Голос помолчал и вдруг вновь заговорил с презрением:

— Ну что, Катрина, когда начнем общаться в двустороннем режиме, а? Ну спроси что-нибудь, что угодно, и я отвечу. Правда, отвечу… я ведь не твой муженек, до которого хрен докричишься…

Катрина застряла перед пешеходным переходом на другую сторону улицы. Она подождала, думая, что голос вновь начнет извиняться, но тот молчал. Она перешла дорогу, чувствуя, что в ней нарастает гнев, и голос заговорил с тем же презрением:

— Ну что? Чего ты злишься? Ты сама вынуждаешь меня на подобные слова.

— Я ведь тебя предупреждала, — по привычке вслух ответила девушка и оглянулась по сторонам, опасаясь, не заметили ли этого прохожие, однако смущения она не почувствовала.

— Предупреждала, и что? — голос зазвучал настолько отвратительно, что Катрину затошнило. — Ну, что ты сделаешь? Ну, скажи, что ты способна сделать, чтобы заткнуть мне рот. А, Катрина? Что же ты сможешь сделать для этого?

Катрина с отвращением отметила, что к такому повороту она не была готова; ей казалось, что она способна держать ситуацию в рамках некоторого контроля. И только сейчас, она ясно поняла, что голос позволяет ей так считать, когда ему это выгодно, но ни о каком контроле, речи и быть не может. Если кто кого и контролирует, то он ее, а не наоборот. Но странно — страха она не испытывала, она испытывала отвращение и злость, бесполезную злость, и этот факт неизбежно пришлось принять. И да, девушка с болью и разочарованием осознала, что сделать она не может ничего; по крайней мере, на данном этапе ей было нечего противопоставить этому голосу.

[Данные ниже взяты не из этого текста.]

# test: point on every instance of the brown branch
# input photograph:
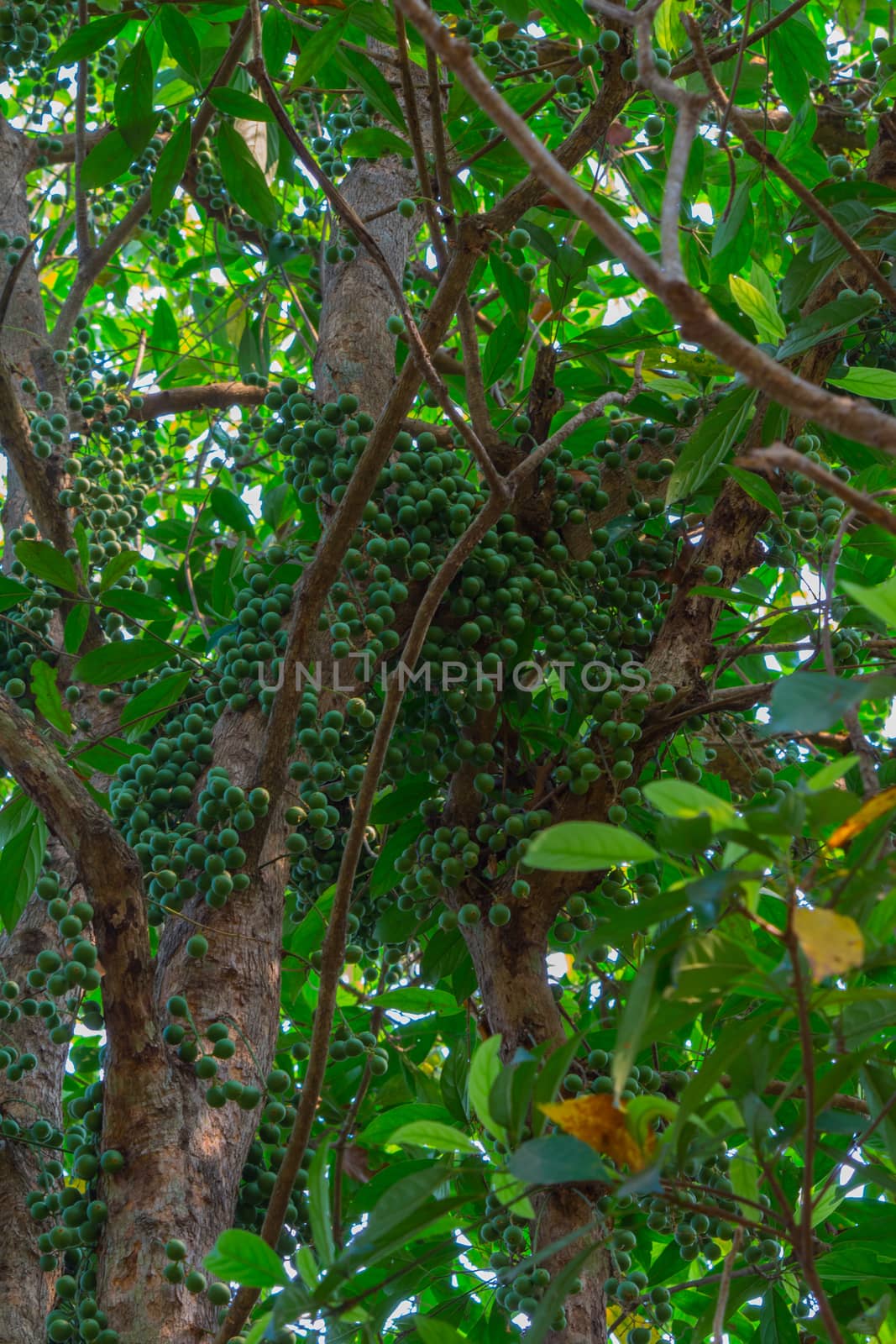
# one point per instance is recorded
(82, 228)
(689, 65)
(349, 215)
(214, 396)
(101, 255)
(778, 454)
(412, 118)
(107, 866)
(765, 156)
(698, 320)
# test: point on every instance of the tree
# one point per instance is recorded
(445, 654)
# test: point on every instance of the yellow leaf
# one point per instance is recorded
(600, 1126)
(832, 944)
(622, 1327)
(868, 812)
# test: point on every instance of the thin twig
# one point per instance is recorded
(699, 323)
(82, 228)
(349, 215)
(765, 156)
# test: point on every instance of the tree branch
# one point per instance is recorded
(765, 156)
(698, 320)
(101, 255)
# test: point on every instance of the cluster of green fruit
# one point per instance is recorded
(78, 1216)
(27, 29)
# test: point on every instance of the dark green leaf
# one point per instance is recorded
(76, 627)
(501, 349)
(170, 168)
(405, 799)
(277, 39)
(20, 864)
(230, 510)
(318, 49)
(241, 105)
(372, 143)
(164, 338)
(826, 322)
(181, 42)
(557, 1160)
(244, 178)
(586, 847)
(160, 696)
(808, 702)
(45, 562)
(758, 488)
(244, 1258)
(634, 1016)
(87, 39)
(107, 160)
(134, 116)
(711, 443)
(374, 82)
(777, 1324)
(121, 662)
(46, 692)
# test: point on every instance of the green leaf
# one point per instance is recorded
(241, 105)
(109, 159)
(244, 1258)
(437, 1332)
(383, 875)
(87, 39)
(758, 488)
(139, 606)
(160, 696)
(586, 847)
(732, 239)
(679, 799)
(484, 1070)
(76, 627)
(244, 178)
(318, 1206)
(121, 660)
(430, 1133)
(318, 49)
(403, 800)
(711, 443)
(878, 383)
(134, 116)
(557, 1160)
(806, 702)
(380, 1129)
(372, 143)
(20, 864)
(880, 600)
(757, 307)
(826, 322)
(181, 42)
(15, 815)
(114, 569)
(555, 1294)
(501, 349)
(277, 39)
(362, 71)
(511, 1191)
(164, 336)
(46, 692)
(777, 1324)
(45, 562)
(634, 1018)
(170, 168)
(230, 510)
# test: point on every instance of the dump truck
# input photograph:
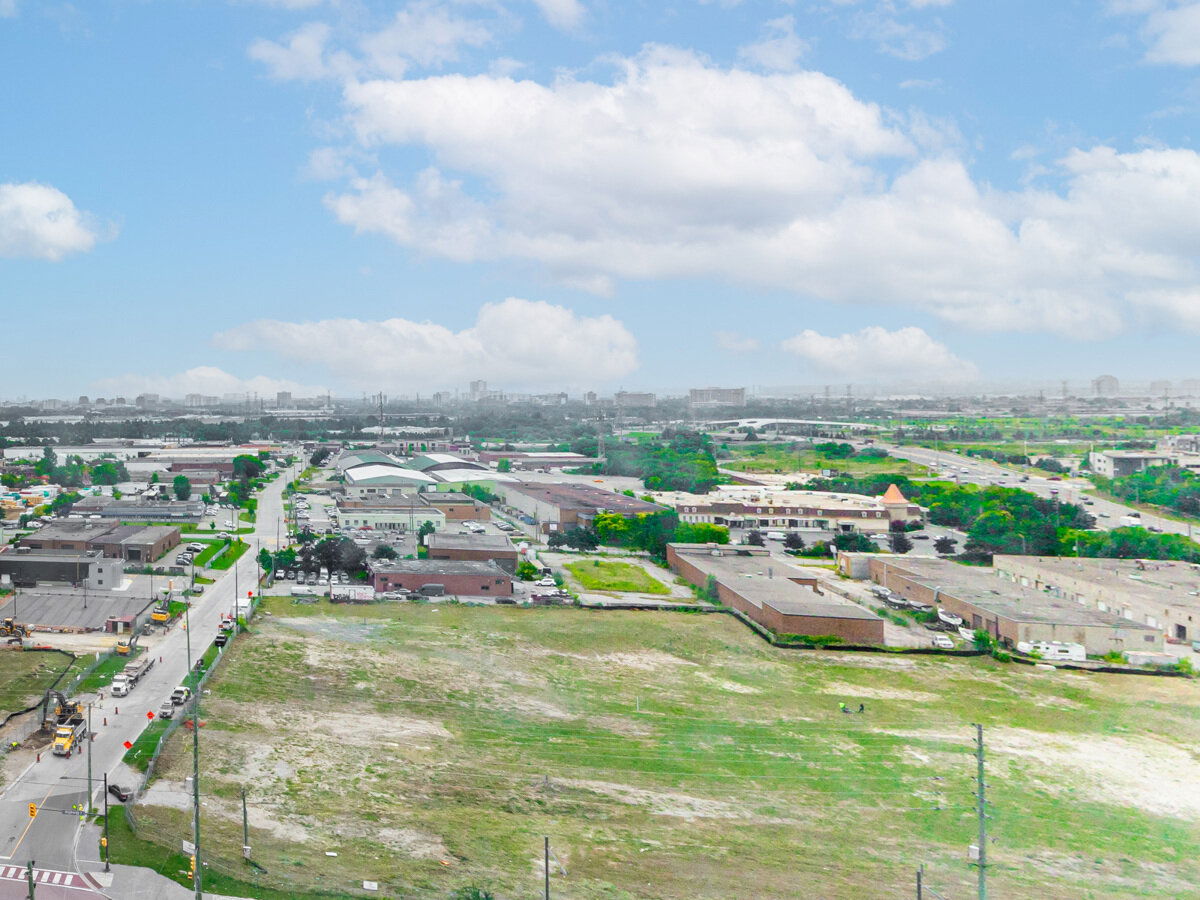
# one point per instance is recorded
(69, 735)
(124, 682)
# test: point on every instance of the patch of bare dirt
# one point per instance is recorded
(857, 690)
(669, 803)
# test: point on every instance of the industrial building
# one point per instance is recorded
(139, 544)
(756, 507)
(773, 593)
(496, 547)
(23, 567)
(559, 505)
(456, 577)
(1009, 611)
(1159, 594)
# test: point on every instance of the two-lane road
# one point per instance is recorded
(59, 784)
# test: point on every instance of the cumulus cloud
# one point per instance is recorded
(567, 15)
(202, 379)
(41, 222)
(733, 342)
(1173, 35)
(779, 49)
(522, 343)
(907, 353)
(780, 180)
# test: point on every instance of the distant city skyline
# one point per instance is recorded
(310, 196)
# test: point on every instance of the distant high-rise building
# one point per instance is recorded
(627, 400)
(717, 396)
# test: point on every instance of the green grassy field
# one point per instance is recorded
(671, 756)
(25, 676)
(780, 460)
(605, 575)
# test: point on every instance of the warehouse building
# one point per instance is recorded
(773, 593)
(1009, 611)
(559, 505)
(28, 568)
(1161, 594)
(455, 577)
(495, 547)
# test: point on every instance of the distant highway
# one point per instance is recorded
(1071, 490)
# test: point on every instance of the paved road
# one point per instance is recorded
(1069, 490)
(57, 784)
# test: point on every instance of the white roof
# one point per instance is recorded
(372, 472)
(471, 475)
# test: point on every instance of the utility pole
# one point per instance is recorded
(106, 822)
(89, 759)
(196, 760)
(245, 826)
(982, 797)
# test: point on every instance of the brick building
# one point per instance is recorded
(456, 577)
(773, 593)
(495, 547)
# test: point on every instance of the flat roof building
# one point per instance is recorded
(558, 505)
(1009, 611)
(773, 593)
(1159, 594)
(484, 547)
(29, 568)
(459, 577)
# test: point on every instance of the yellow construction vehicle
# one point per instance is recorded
(13, 630)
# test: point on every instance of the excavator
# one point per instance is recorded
(125, 646)
(13, 630)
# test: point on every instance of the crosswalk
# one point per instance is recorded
(47, 876)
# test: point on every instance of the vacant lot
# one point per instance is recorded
(671, 756)
(780, 460)
(25, 675)
(604, 575)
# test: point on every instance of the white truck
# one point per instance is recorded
(125, 679)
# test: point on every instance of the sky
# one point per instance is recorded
(250, 196)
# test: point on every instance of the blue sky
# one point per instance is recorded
(246, 196)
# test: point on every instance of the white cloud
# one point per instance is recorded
(733, 342)
(903, 40)
(425, 34)
(779, 49)
(202, 379)
(1174, 35)
(567, 15)
(907, 353)
(41, 222)
(777, 180)
(301, 58)
(514, 342)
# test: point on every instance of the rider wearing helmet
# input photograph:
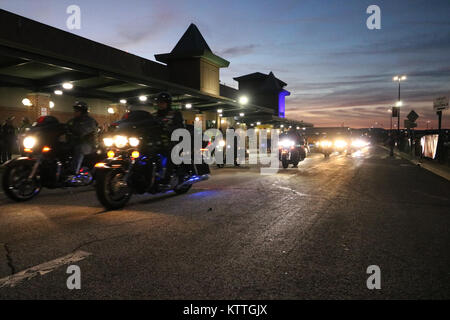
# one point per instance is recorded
(82, 131)
(171, 120)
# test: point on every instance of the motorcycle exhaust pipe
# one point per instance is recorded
(194, 179)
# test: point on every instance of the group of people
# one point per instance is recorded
(82, 131)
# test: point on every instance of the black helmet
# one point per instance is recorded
(164, 97)
(80, 106)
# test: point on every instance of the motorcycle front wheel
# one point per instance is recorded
(16, 184)
(112, 190)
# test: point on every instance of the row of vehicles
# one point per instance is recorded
(129, 162)
(342, 145)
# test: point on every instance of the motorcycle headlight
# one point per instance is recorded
(286, 143)
(29, 142)
(359, 143)
(120, 141)
(134, 142)
(108, 142)
(340, 143)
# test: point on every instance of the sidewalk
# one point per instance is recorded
(430, 165)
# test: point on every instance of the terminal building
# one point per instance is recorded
(44, 70)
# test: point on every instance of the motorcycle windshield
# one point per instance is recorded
(140, 123)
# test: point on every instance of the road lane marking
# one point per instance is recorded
(42, 269)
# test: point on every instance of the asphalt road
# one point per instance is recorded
(303, 233)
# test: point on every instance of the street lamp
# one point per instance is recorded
(26, 102)
(399, 78)
(243, 100)
(67, 86)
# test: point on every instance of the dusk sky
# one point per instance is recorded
(338, 71)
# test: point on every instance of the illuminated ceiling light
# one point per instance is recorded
(67, 85)
(243, 100)
(27, 102)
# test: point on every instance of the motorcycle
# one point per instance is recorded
(290, 153)
(325, 147)
(135, 164)
(45, 162)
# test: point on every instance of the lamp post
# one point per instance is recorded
(399, 79)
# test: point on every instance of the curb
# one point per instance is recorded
(437, 171)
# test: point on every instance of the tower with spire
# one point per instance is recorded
(265, 90)
(193, 64)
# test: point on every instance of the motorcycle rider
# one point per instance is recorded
(82, 131)
(171, 120)
(299, 141)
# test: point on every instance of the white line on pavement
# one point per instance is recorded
(43, 268)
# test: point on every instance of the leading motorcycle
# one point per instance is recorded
(290, 152)
(136, 165)
(45, 162)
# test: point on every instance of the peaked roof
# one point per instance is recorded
(192, 45)
(271, 83)
(269, 79)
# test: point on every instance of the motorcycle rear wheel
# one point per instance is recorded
(112, 191)
(15, 182)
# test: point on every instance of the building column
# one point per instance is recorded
(40, 105)
(118, 109)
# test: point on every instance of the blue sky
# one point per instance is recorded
(337, 70)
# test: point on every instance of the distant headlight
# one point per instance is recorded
(359, 143)
(134, 142)
(108, 142)
(326, 143)
(120, 141)
(287, 143)
(340, 143)
(29, 142)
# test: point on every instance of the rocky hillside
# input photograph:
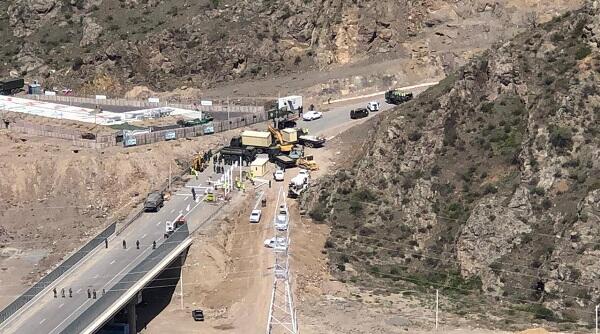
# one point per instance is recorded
(487, 185)
(169, 44)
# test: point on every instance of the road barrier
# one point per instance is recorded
(49, 279)
(134, 276)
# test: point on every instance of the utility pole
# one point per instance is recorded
(436, 307)
(181, 281)
(597, 318)
(228, 121)
(282, 314)
(169, 175)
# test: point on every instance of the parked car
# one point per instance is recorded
(277, 243)
(373, 106)
(198, 315)
(154, 201)
(255, 216)
(359, 113)
(312, 115)
(283, 218)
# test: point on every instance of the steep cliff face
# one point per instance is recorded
(487, 183)
(167, 44)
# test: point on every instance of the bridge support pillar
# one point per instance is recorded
(131, 316)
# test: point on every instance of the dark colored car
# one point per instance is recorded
(198, 315)
(154, 201)
(359, 113)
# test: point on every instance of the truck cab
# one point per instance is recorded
(154, 201)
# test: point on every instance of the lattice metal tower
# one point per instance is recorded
(282, 315)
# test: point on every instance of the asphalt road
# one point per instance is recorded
(340, 114)
(106, 266)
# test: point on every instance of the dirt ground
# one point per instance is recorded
(55, 196)
(229, 275)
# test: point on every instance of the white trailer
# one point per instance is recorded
(290, 103)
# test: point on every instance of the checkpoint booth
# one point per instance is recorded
(258, 167)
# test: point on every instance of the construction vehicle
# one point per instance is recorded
(154, 201)
(171, 227)
(232, 154)
(283, 161)
(259, 140)
(206, 121)
(396, 96)
(284, 146)
(199, 162)
(307, 163)
(311, 141)
(298, 184)
(11, 86)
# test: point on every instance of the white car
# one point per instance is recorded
(283, 218)
(312, 115)
(373, 106)
(277, 243)
(255, 216)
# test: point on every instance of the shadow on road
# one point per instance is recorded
(157, 295)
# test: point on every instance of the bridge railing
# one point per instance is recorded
(49, 279)
(127, 282)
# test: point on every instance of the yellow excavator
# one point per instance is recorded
(283, 145)
(199, 163)
(307, 162)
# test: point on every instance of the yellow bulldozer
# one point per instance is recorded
(283, 145)
(307, 162)
(199, 162)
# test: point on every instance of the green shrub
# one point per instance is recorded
(582, 52)
(561, 137)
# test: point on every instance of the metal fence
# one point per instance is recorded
(56, 273)
(195, 131)
(54, 131)
(131, 278)
(75, 100)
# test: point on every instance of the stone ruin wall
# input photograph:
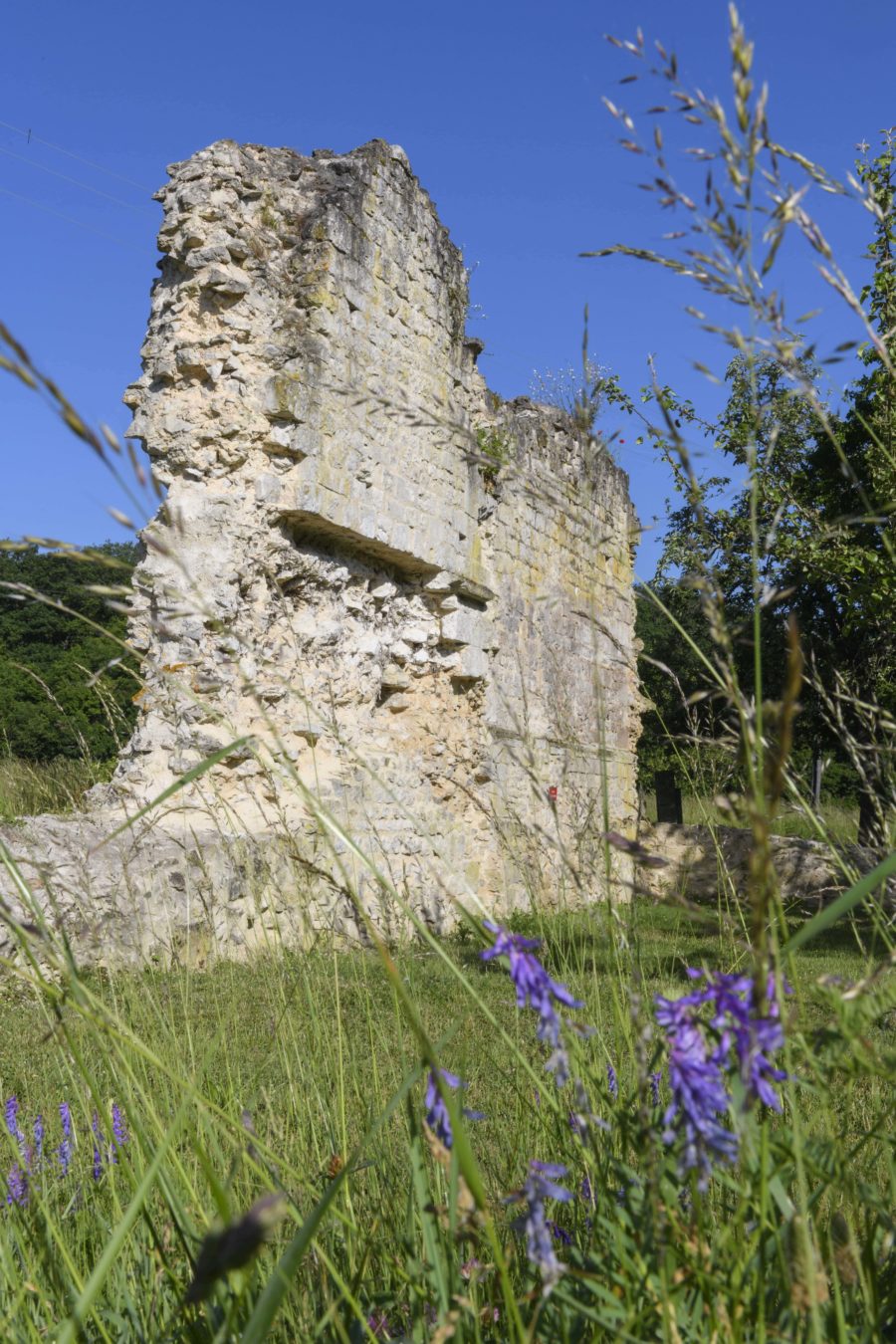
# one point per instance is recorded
(412, 597)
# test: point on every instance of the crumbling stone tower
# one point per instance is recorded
(395, 609)
(415, 597)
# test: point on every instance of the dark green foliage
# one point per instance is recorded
(50, 705)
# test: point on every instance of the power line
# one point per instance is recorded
(81, 158)
(76, 181)
(69, 219)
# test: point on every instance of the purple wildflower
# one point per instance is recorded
(697, 1093)
(99, 1143)
(38, 1139)
(535, 988)
(751, 1035)
(65, 1147)
(16, 1186)
(437, 1113)
(541, 1186)
(118, 1128)
(12, 1120)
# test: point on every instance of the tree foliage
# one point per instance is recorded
(817, 487)
(66, 683)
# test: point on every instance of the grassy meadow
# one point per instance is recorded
(627, 1121)
(301, 1072)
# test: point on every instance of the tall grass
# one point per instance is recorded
(29, 787)
(281, 1149)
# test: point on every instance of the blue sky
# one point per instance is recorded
(499, 108)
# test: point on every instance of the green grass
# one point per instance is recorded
(29, 787)
(315, 1047)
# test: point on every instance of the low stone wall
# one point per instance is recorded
(703, 863)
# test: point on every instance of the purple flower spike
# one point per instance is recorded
(12, 1120)
(535, 990)
(118, 1128)
(65, 1147)
(16, 1187)
(38, 1139)
(541, 1186)
(97, 1147)
(437, 1113)
(751, 1036)
(697, 1093)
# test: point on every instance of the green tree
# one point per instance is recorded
(819, 492)
(66, 684)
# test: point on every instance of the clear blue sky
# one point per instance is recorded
(499, 108)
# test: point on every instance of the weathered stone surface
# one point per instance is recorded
(411, 638)
(704, 863)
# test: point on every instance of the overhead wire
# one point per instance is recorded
(76, 181)
(70, 153)
(69, 219)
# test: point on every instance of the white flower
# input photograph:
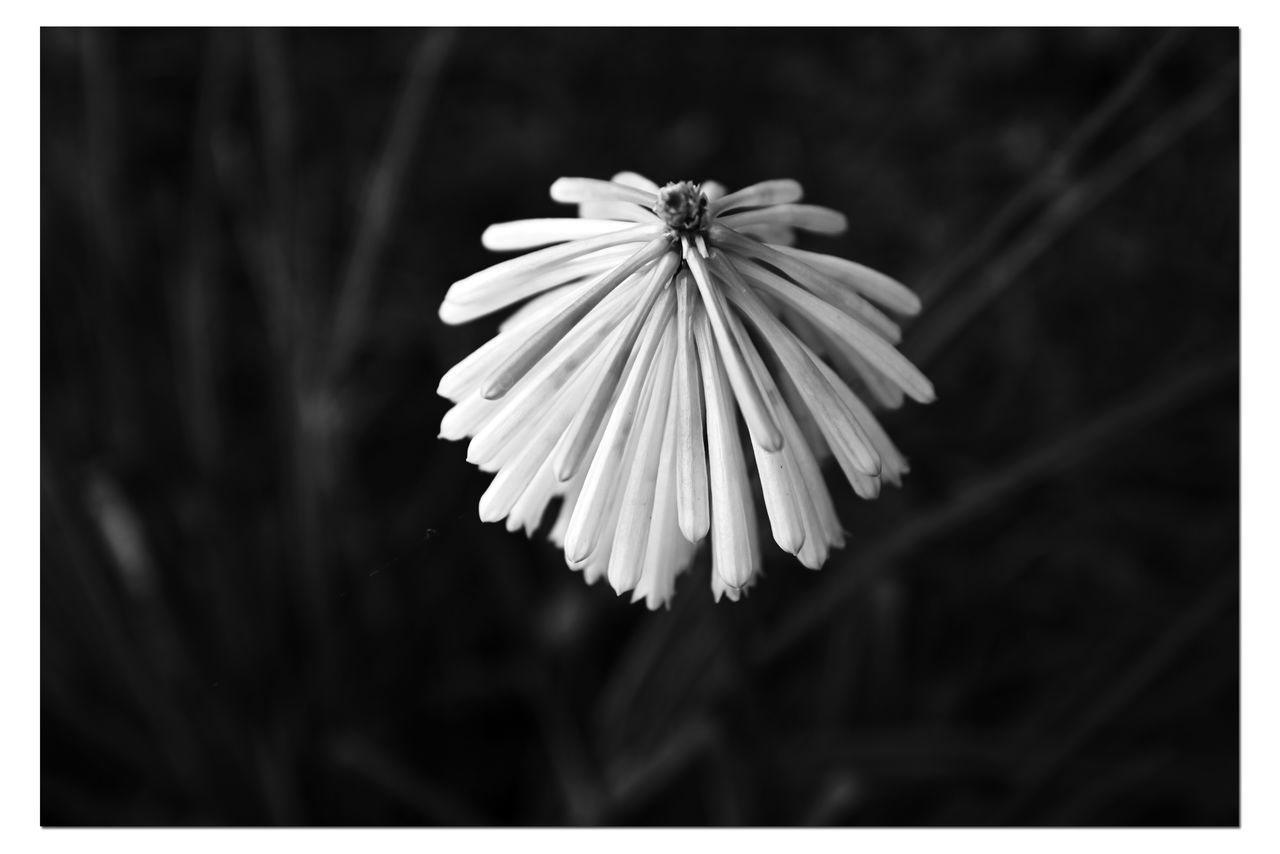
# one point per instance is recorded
(653, 320)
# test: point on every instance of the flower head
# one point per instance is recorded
(650, 322)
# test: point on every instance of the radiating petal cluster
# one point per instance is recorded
(650, 323)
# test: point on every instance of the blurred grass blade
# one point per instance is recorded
(949, 322)
(1159, 400)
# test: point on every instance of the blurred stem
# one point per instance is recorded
(156, 707)
(383, 193)
(1134, 677)
(1055, 170)
(973, 501)
(942, 327)
(195, 301)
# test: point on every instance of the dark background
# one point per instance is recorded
(266, 596)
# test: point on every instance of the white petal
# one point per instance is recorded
(846, 330)
(580, 190)
(529, 233)
(540, 437)
(667, 553)
(767, 192)
(892, 462)
(536, 391)
(508, 282)
(693, 498)
(849, 443)
(784, 505)
(635, 179)
(465, 418)
(602, 478)
(548, 334)
(571, 451)
(759, 423)
(817, 283)
(809, 218)
(635, 514)
(734, 551)
(622, 211)
(871, 283)
(466, 377)
(781, 234)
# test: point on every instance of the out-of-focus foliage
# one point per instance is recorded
(266, 597)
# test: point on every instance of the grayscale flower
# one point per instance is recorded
(650, 322)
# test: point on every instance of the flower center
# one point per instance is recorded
(682, 206)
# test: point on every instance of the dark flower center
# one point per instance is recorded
(682, 206)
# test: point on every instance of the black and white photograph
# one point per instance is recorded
(639, 428)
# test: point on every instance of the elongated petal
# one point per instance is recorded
(848, 332)
(871, 283)
(734, 552)
(818, 284)
(542, 341)
(691, 492)
(467, 375)
(809, 218)
(784, 505)
(520, 471)
(754, 410)
(580, 190)
(585, 526)
(767, 192)
(667, 553)
(570, 355)
(492, 288)
(571, 451)
(635, 515)
(892, 462)
(529, 233)
(635, 179)
(850, 444)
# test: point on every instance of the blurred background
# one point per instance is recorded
(266, 596)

Тем временем она вошла в парк и присела на ближайшую лавку. Да, она продолжала чувствовать в себе прилив сил, но насчет ее мышления этого сказать было нельзя. Мысли ее носились в голове как сухие листья под силой ветра, и с большим трудом концентрировались. Вопросы, нуждающиеся в ответах, ни на шаг к ним не приближались, а ненужные и фоновые образы в ее голове, связанные с тем, о чем девушка вовсе не старалась задуматься, менялись как калейдоскоп, сбивая ее с пути размышлений. Все сводилось к голосу, который она слышала, но который никак не могла объяснить, кроме как помешательством. Кроме того, Катрина с отчаянием понимала, что неотвратимо, с каждой минутой, с каждым новым монологом, она принимает этот голос. С каждой минутой в ней неумолимо нарастает странное ощущение, что она слышала его всю свою жизнь, что он был с ней с самого рождения. Девушка понимала, что это не так, что он сопровождает ее около двенадцати часов, и с тем же отчаянием осознавала, что если так и будет продолжаться, то это убеждение рано или поздно возьмет верх — настолько липко и неумолимо оно впечатывалось в голову девушки. Осознание фатализма этого голоса было одной единственной яркой, четкой и стопроцентно утвержденной мыслью в ее мозгу, от которой она старалась избавиться, но та от этого только укреплялась и пускала корни глубже и глубже в сознание девушки.